30. Где же выход?

— Вставай! Давай… Хватит валяться!

Чей-то шамкающий голос, будто поплавок с поклёвкой, то всплывает на поверхность, то проваливается в толщу ваты.

Открываю глаза, моргаю, чтобы прогнать муть. Вокруг полумрак, наверное уже ночь. Или вечер?

— Поднимайся!

С трудом сажусь на кровати, тело отзывается ноющей болью.

— Не придуривайся. После ведьминой травы ещё никто не умирал. — Недовольное шепелявое ворчание.

Повожу гудящей головой влево и вправо, разминаю затёкшую шею.

Не знаю, кто не умирал после ведьминой травы, но я готова это сделать. Прямо сейчас.

— Что произошло? Включите свет! — Бормочу еле слышно.

Сознание рассыпается, и отказывается складывать паззлы происходящего в единую картину. Перед глазами мелькают русалки, удивлённые глаза Эдгара, крики гостей за столом, шёпот в коридорах, чешуйчатые отростки, за которые я цепляюсь до ломоты в пальцах…

— Наконец, перестала придуриваться!

Приходится повернуться всем телом на звук дребезжащего старческого голоса. Шея пока отказывается слушаться.

Глухой бубнёж, чирканье и я щурюсь на яркий свет светильника. Вытираю пальцами заслезившиеся глаза.

Сильно зажмурившись вновь распахиваю ресницы, пару секунд смотрю на зловещую фигуру в капюшоне, тускло мерцающую бронзовую клюку. Капюшон с тихим шорохом ползёт вниз, открывая мне морщинистое лицо, седые пучки волос и безобразную щель беззубого рта.

Воспоминания обрушивается на меня пыльным мешком. Я пленница свихнувшегося Сеймура! А эта толстая старая ведьма — мой надсмотрщик.

В отчаянии потираю лоб. Надо же так вляпаться.

Только старуха, кажется, не намерена ждать, пока я окончательно приду в себя. Грозно шамкает:

— Давай ешь…

С трудом нагнувшись, ставит миску на пол. Как собаке.

Разгибается и смотрит на меня с едкой ухмылкой, ожидая, что я брошусь и начну лакать из миски.

Только я не двигаюсь с места:

— Вы специально это делаете? Зачем?

Она даже ухом не ведёт. Пухлые пальчики в нетерпении выстукивают дробь по набалдашнику клюки. Ждёт, когда я от голода наброшусь на еду.

Какая милая бабушка, прямо одуванчик!

Мелко трясу головой, чтобы прогнать головокружение. Ей тоже нравится издеваться надо мной? Или это приказ её хозяина?

— Я вам ничего не сделала, — говорю громко.

Женщина всё также сверлит меня взглядом.

В камере одуряюще пахнет едой. Не деликатесами, просто чем-то съедобным и горячим. Жадно веду носом.

— Какая же ты гадкая! — Сиплю, вставая с кровати и поднимая тарелку. — Ладно, твоя взяла. Чтоб тебе внуки так еду приносили!

Ведьма даже ухом не ведет.

Жестяная посуда приятно греет пальцы. С трудом удерживаюсь, чтобы не наброситься на пищу.

Ты будешь мне пятки лизать…

Ну уж нет! Не дождёшься!

С трудом поднимаю голову над миской.

— Дай ложку? — Тяну руку к своей надсмотрщице.

Она никак не реагирует. Замерла, как изваяние. Только глазки — маленькие и колючие следят за каждым моим движением.

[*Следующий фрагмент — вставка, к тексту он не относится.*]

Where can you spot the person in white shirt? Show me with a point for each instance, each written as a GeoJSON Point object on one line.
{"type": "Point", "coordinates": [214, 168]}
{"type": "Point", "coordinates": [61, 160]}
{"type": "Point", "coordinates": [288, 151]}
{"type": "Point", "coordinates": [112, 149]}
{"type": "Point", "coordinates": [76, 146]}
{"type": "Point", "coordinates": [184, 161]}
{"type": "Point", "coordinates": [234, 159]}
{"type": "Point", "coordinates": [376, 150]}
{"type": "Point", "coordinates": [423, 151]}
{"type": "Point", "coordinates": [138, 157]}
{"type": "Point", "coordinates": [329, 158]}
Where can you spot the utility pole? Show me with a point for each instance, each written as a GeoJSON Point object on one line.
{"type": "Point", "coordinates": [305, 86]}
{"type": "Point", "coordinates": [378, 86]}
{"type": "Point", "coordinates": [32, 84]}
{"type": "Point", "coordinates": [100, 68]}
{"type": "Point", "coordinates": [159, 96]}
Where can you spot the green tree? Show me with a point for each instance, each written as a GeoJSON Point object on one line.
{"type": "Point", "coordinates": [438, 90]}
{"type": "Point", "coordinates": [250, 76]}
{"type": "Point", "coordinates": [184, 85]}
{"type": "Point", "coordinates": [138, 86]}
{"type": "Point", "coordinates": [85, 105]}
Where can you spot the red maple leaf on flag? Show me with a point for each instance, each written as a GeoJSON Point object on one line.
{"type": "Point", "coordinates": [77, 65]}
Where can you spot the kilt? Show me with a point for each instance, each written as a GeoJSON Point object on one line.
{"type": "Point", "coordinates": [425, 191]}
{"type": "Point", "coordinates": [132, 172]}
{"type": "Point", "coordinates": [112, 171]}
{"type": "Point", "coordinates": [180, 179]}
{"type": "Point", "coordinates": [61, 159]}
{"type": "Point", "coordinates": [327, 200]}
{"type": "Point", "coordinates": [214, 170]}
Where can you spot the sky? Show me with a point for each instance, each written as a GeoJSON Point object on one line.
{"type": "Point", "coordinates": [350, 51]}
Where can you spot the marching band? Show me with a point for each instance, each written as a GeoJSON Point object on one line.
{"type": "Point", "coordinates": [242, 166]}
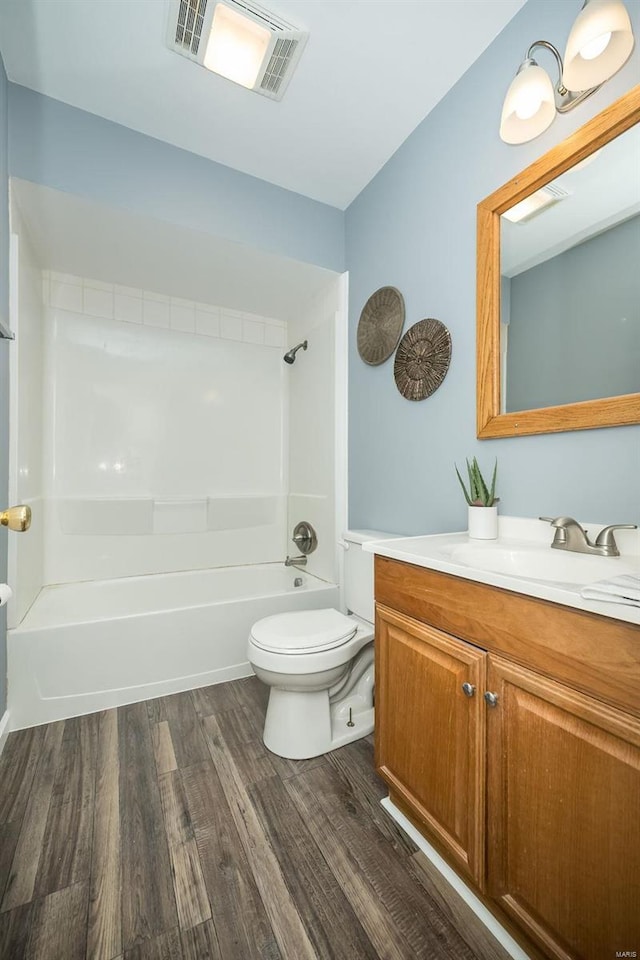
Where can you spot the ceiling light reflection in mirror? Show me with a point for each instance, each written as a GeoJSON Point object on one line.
{"type": "Point", "coordinates": [570, 284]}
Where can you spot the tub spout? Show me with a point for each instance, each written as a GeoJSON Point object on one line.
{"type": "Point", "coordinates": [296, 561]}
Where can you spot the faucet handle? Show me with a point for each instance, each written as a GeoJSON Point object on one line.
{"type": "Point", "coordinates": [606, 538]}
{"type": "Point", "coordinates": [560, 521]}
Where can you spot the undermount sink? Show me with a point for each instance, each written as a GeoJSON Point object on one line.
{"type": "Point", "coordinates": [541, 563]}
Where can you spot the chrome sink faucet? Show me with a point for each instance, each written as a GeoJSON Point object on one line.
{"type": "Point", "coordinates": [570, 535]}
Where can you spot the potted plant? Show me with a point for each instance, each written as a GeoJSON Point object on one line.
{"type": "Point", "coordinates": [482, 502]}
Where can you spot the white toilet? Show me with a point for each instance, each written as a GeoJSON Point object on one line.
{"type": "Point", "coordinates": [319, 665]}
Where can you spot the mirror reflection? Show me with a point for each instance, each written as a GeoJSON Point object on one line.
{"type": "Point", "coordinates": [570, 284]}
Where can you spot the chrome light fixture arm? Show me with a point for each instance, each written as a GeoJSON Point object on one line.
{"type": "Point", "coordinates": [565, 99]}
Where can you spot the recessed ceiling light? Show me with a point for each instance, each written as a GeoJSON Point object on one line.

— Ложку дай! — повторяю так громко, что, наверное, услышала даже охрана за стеной. — Дай! Я не буду так есть!

Ухмыляется.

Кажется, поняла.

Из недр черной хламиды достаёт деревянную ложку, бросает её в меня. Я ловлю её на лету погружаю в тарелку. Жую что-то похожее на пюре. Даже эта скромная пища кажется мне манной небесной.

Пюре исчезает за считанные секунды. Облизав ложку, протягиваю тарелку.

— Спасибо большое. Можно еще?

Пухлая лапка тянется за миской, и я доверчиво подползаю на край кровати, чтобы пожилой женщине было удобнее. Только моя тарелка тут же исчезает в черных складках.

Не поняла, это всё? С подозрением кошусь на внушительную фигуру старой ведьмы. Вдруг она передумает.

— Можно добавки? — Вежливо прошу.

— Ложку верни, хватит с тебя.

Ничего себе, вот так воспитание! Хмыкнув, прячу ложку в корсаж. Это больно и неудобно, черенок достаёт мне почти до пупка, но я рада терпеть неудобства, если это злит моих врагов.

— Верну, когда съем вторую порцию. — Щурю глаза и жестами показываю бабке, что готова использовать ложку по назначению.

— Раздери тебя тролли, вредная девчонка! — бурчит старуха и подходит ближе. Но я благоразумно отползаю на другой край кровати.

— Спасибо, и тебе того же. А перед этим пусть запихают тебе в нос ведьминой травы или чем ты меня потчевала?

Старуха пару секунд смотрит на свою клюку, видимо раздумывая, стоит ли пытаться меня ей достать. Но решает не связываться.

И правильно! Я уже мысленно представила, как выдерну клюку из её рук и с удовольствием отвешу пару ударов под упитанный зад. Меня учили, что нельзя обижать пожилых людей, но никто не говорил мне, что эти правила распространяются на ведьм.

Старуха какое-то время раздумывает, видимо не зная, стоит ли оставить мне чахлый деревянный трофей или настоять на своём. Наконец, трижды плюёт в мою сторону и направляется к двери.

Не забыв бросить через плечо:

— Сгниёшь тут, и никто тебе не поможет!

Я лишь в недоумении морщусь. Надо же, сколько желчи. Что я ей сделала?

— Сгниёшь, слышишь! — Снова оборачивается ко мне.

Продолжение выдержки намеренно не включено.